Bei der Frist zum Ausgleich der Fehlbeträge nach § 9 Abs. 5 SGB V handele es sich nicht um eine "Ausschlussfrist".
Das Defizit für das Jahr 2003 habe frühestens Anfang des Jahres 2004 festgestellt werden können. Es gelte eine
Verjährungsfrist von 4 Jahren zum Ende des Kalenderjahres. Ein Vertrauensschutz greife nicht, da umfassend über
das Defizit informiert worden sei. Der Beschluss der Notdienstgemeinschaft B. vom 15.07.2003 sei hinreichend
bestimmt. Er sei, ebenso wie die Folgebeschlüsse, im Zusammenhang mit den entsprechenden Einnahme-
/Überschussrechnungen zu sehen. Zum Zeitpunkt des Beschlusses habe außerdem das Defizit für die
vorangegangenen Jahre 1992 bis 2001 bereits festgestanden, wie aus dem Bescheid vom 18.12.2002 entnommen
werden könne. Daraus habe bereits auf die Höhe des ungefähr auflaufenden Defizits auch für die Folgejahre
geschlossen werden können.
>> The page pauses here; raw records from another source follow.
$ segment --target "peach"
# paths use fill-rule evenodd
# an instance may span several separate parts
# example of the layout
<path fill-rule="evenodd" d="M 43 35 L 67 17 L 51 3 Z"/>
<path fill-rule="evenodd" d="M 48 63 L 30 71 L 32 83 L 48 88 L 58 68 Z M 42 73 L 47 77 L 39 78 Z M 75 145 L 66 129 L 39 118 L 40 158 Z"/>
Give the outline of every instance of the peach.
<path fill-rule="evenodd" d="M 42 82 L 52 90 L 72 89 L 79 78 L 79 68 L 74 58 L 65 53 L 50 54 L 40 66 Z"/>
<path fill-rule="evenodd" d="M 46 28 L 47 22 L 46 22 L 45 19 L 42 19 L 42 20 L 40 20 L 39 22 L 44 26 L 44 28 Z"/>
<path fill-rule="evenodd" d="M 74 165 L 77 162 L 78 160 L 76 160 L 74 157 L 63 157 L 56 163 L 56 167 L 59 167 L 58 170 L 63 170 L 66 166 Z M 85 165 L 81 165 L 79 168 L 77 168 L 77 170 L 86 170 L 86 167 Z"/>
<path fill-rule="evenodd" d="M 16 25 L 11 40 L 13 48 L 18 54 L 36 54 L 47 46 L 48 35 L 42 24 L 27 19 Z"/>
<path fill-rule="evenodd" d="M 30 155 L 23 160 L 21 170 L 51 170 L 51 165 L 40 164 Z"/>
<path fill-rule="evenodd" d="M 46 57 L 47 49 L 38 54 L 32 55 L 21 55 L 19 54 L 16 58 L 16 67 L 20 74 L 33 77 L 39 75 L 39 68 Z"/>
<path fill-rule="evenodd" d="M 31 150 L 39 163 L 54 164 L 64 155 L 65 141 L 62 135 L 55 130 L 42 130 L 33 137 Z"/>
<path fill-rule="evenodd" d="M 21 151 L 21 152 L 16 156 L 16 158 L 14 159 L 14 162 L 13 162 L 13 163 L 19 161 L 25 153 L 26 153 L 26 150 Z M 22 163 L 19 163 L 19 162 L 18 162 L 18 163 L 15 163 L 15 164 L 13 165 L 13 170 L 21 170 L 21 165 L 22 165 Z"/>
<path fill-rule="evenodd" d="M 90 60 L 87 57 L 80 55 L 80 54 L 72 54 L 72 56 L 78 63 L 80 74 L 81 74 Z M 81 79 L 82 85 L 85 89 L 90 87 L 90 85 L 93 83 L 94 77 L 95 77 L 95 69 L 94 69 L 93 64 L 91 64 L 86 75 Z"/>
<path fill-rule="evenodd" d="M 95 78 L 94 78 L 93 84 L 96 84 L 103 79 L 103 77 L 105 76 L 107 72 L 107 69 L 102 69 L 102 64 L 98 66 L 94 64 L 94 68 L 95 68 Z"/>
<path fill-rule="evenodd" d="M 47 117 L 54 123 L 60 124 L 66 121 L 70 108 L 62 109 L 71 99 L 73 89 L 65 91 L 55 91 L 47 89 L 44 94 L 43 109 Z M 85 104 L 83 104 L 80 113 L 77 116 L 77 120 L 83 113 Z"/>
In der Sitzung der Notdienstgemeinschaft vom 12.01.2006 sei über den Vorschlag, dass
die Kosten nicht mehr gleichmäßig pro Arzt, sondern schein- und umsatzabhängig zu regeln seien, um kleinere
Praxen von den hohen Belastungen zu entlasten, abgestimmt worden. Der Vorschlag sei mit 10 "nein", 6 "ja" und 2
"Enthaltungen" abgelehnt worden. Es sei daher in der Sitzung festgestellt worden, dass es bei der bestehenden
Regelung bleibe. Daraus folge, dass damit die bisherige Beschlusslage bestätigt worden sei.
Wegen der weiteren Einzelheiten wird auf den übrigen Inhalt der Gerichts- und beigezogenen Verwaltungsakte Bezug
genommen.
Entscheidungsgründe:
Die Kammer konnte ohne mündliche Verhandlung durch Gerichtsbescheid entscheiden, weil die Sache keine
besonderen Schwierigkeiten tatsächlicher oder rechtlicher Art aufweist, der Sachverhalt geklärt ist und die Beteiligten
vorher gehört wurden (§ 105 Sozialgerichtsgesetz – SGG).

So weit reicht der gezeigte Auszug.